Значит, репатриантов будут зимой раскачивать надзиратели и швырять вниз, а там привязывать к волокуше и волочить в забой на работу. Как кидали нас…
Было начало сентября, начиналась зима колымская…
У репатриантов сделали обыск и привели в трепет всех. Опытные лагерные надзиратели извлекли на свет то, что прошло через десятки обысков на «воле», начиная с Италии, – небольшую бумагу, документ, манифест Власова! Но это известие не произвело ни малейшего впечатления. О Власове, о его РОА мы ничего не слыхали, а тут вдруг манифест.
А что им за это будет? – спросил кто-то из сушивших возле печки хлеб.
– Да ничего не будет.
Сколько из них было офицеров – я не знаю. Офицеров-власовцев расстреливали; возможно, тут были только рядовые, если помнить о некоторых свойствах русской психологии, натуры.
Года через два после этих событий случилось мне работать фельдшером в японской зоне. Там на любую должность – дневальный, бригадир, санитар – обязательно принимался офицер, и это считалось само собой понятным, хотя пленные офицеры-японцы в больничной зоне формы не носили.
У нас же репатрианты разоблачали, вскрывали по давно известным образцам.
– Вы работаете в санчасти?
– Да, в санчасти.
– Санитаром назначили Малиновского. Позвольте вам доложить, что Малиновский сотрудничал с немцами, работал в канцелярии, в Болонье. Я лично видел.
– Это не мое дело.
– А чье же? К кому же мне обратиться?
– Не знаю.
– Странно. А шелковая рубашка нужна кому-нибудь?
– Не знаю.
Подошел радостный дневальный, он уезжал, уезжал, уезжал из спецзоны.

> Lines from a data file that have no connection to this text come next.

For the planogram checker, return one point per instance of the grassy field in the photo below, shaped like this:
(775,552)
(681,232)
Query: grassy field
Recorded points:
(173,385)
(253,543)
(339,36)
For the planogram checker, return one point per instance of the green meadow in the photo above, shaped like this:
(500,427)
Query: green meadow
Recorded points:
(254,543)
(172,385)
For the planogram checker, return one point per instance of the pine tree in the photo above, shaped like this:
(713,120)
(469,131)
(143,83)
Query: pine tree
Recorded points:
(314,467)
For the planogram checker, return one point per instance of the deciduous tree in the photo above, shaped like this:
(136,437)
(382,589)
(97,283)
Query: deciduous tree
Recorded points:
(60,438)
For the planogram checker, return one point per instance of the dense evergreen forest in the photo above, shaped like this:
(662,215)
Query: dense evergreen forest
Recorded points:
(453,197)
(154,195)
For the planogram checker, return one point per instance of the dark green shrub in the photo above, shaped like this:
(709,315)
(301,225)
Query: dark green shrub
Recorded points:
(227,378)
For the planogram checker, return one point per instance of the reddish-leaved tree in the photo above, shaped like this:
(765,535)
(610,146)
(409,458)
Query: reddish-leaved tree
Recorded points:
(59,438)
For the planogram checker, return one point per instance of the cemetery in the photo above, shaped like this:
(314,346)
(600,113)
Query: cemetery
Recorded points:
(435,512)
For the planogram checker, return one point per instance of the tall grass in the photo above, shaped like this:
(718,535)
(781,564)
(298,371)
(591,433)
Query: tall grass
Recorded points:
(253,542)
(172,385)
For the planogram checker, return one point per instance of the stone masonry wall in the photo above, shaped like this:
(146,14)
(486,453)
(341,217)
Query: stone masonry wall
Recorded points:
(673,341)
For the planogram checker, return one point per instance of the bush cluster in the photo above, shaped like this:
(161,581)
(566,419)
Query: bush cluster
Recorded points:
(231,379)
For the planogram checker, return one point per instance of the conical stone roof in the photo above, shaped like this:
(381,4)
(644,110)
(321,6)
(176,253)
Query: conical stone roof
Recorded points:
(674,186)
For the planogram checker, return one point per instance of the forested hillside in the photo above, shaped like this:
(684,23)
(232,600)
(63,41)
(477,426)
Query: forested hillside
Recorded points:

– Что, попался, голубчик? В итальянских мундирах в вечную мерзлоту. Так вам и надо. Не служите у немцев! И тогда новенький сказал тихо:
– Мы хоть Италию видели! А вы? И дневальный помрачнел, замолчал. Колыма не испугала репатриантов.
– Нам тут все, в общем, нравится. Жить можно. Не понимаю только, почему ваши в столовой никогда не едят хлеба – эту двухсотку или трехсотку – кто как наработал. Ведь тут проценты?
– Да, тут проценты.
– Ест суп и кашу без хлеба, а хлеб почему-то уносит в барак.
Репатриант коснулся случайно самого главного вопроса колымского быта.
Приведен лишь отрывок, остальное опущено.